Part one: name the pain. Name the negativity. Let it live. Let it be real.

Part two: release and heal. To do this, I write. I talk it out with Mitch, my friends, or my coach. I feel it out. And I do my best not to judge any part of the process.

So here I am doing the healthy thing and writing it out. Mitch and I talked things out (and tears were of course shed), and I realized tonight's lesson is that I must value my self and this work I do even more -- I have to keep coming back to my 'why' especially on the hardest of days. I also realized that I must become even more gentle with myself (I have improved immensely with this the last year, and I've got some more room to grow). I can serve no one when I become paralyzed by negativity and self-judgement.

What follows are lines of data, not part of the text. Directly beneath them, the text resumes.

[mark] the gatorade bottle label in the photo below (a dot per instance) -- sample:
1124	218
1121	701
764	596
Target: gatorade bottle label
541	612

This has been a key year in discovering so much self-love, but the thing about being well in our minds and bodies is that we have to actively choose it every single day. That's the toughest part, especially when we're sick, or low energy, or in pain. We have to choose to heal. We have to choose to rise.

We don't often get to hear this, but I want you to know that I believe in you on the hard days, and I believe in you on the good ones. I believe in you when you're uplifted by your own greatness, but also when you've succumb to whatever pain and hardship has come up in your life. None of it defines you. You are whole and worthy through it all. All of these things I am saying to myself as well.

In an attempt to wrap this letter up, I just want to say, we are all imperfectly perfect. Whatever your day is like today, know that showing up for it is enough. Make the most of it in whatever way you can without judgement. That's what I'm trying to do tonight.